I want to mention Gustavo’s introductory talk. While he still has a bit of an accent wow we heard a short dissertation tonight before the concert. I’m reminded that i heard it said that all art is a proposition. When I present you with a poem, when I sing a song or draw a picture, I am inviting you to respond to what I present to you, to join me in sharing my imaginings. We are romanced, presented with a way of seeing or understanding, that we accept or refuse, depending on how much we open ourselves and how persuasive the proposition. Tonight the TSO were well nigh irresistible, advocating on behalf of Gustavo and his ideas about his namesake.

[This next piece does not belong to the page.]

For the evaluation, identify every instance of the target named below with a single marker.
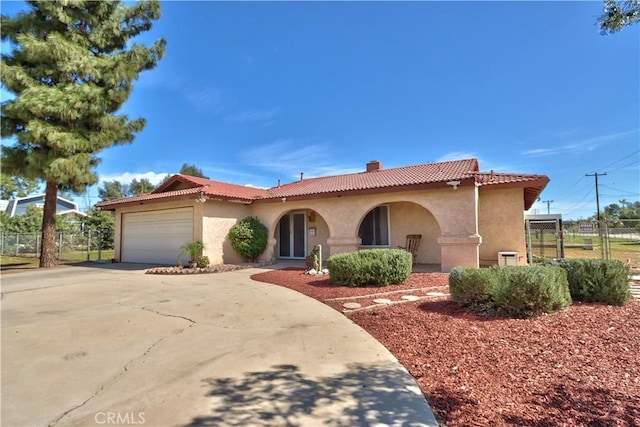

(it’s Gustav Mahler after all).

I hope the TSO will publish Gustavo’s ideas about Mahler’s 9th, a fascinating way of understanding a piece written near the end of the composer’s life. The orchestra made a strong case in their performance, and no wonder. They’ve spent the last little while becoming closer during their travels.

Like Beethoven, Schubert and a few others, Mahler’s 9th would be his last completed symphony. I wonder to what degree Mahler was composing while thinking of dying. Or, as Gustavo asks: maybe the symphony is more about living than dying. However you understand the relationship between the symphony & the composer’s life, it makes for an amazing performance, especially when the players are so ready to follow their maestro, while exploring this hypothesis.

There are four movements, each one featuring some big climaxes for the whole orchestra as well as delightful solo passages for a number of soloists, particularly Concertmaster Jonathan Crow, who had a stunning solo in every movement. In places, thinking especially of the first movement, there are passages that remind me of an old-style symphony concertante, the big orchestra sometimes there, sometimes dropping back to let a few soloists take over. Mahler’s mastery of colour is as usual evident, although –as Gustavo explained– this symphony is unique, because the composer did not get a chance to fine tune, after hearing it in performance: because he died. I found myself wondering what if anything he might have changed, especially in the first movement, which I am accustomed to thinking of as perfect.

Would Mahler have changed it? But he couldn’t be reached for comment…

The second movement was perhaps the most blatant display of a conductor’s interpretive input, as the tempo had two contrasting speeds. For the opening theme it was slow and so mechanical as to seem like an exaggeration, calling attention to the simplicity of the tune. When we went off into the second theme suddenly Gustavo put the pedal to the metal as it were. It felt as though we were to see that first theme as a costume or a role-play, and then when we came to the second theme it was as explosive as a new role or a new persona. The contrast was wild.

The third movement burlesque was much more of a full-out display of bravura playing especially from the winds, powerful at times, but sometimes like quicksilver in their fast delivery of softer phrases. We came to the latter part of the movement, suggesting something more reflective or sentimental, but every bit as committed.

The last movement was again as deep and thoughtful as the first, a careful study. The mocking ironic themes we’ve heard earlier are now done so slowly as to acquire a new gravitas, a weight requiring our attention. Gustavo in the final moments took the TSO gradually to a place of pathos, delicacy at the conclusion, very quiet and transparent.

The TSO and Gustavo Gimeno will be back with Gustav Mahler’s 9th Symphony Saturday night & Sunday afternoon at Roy Thomson Hall.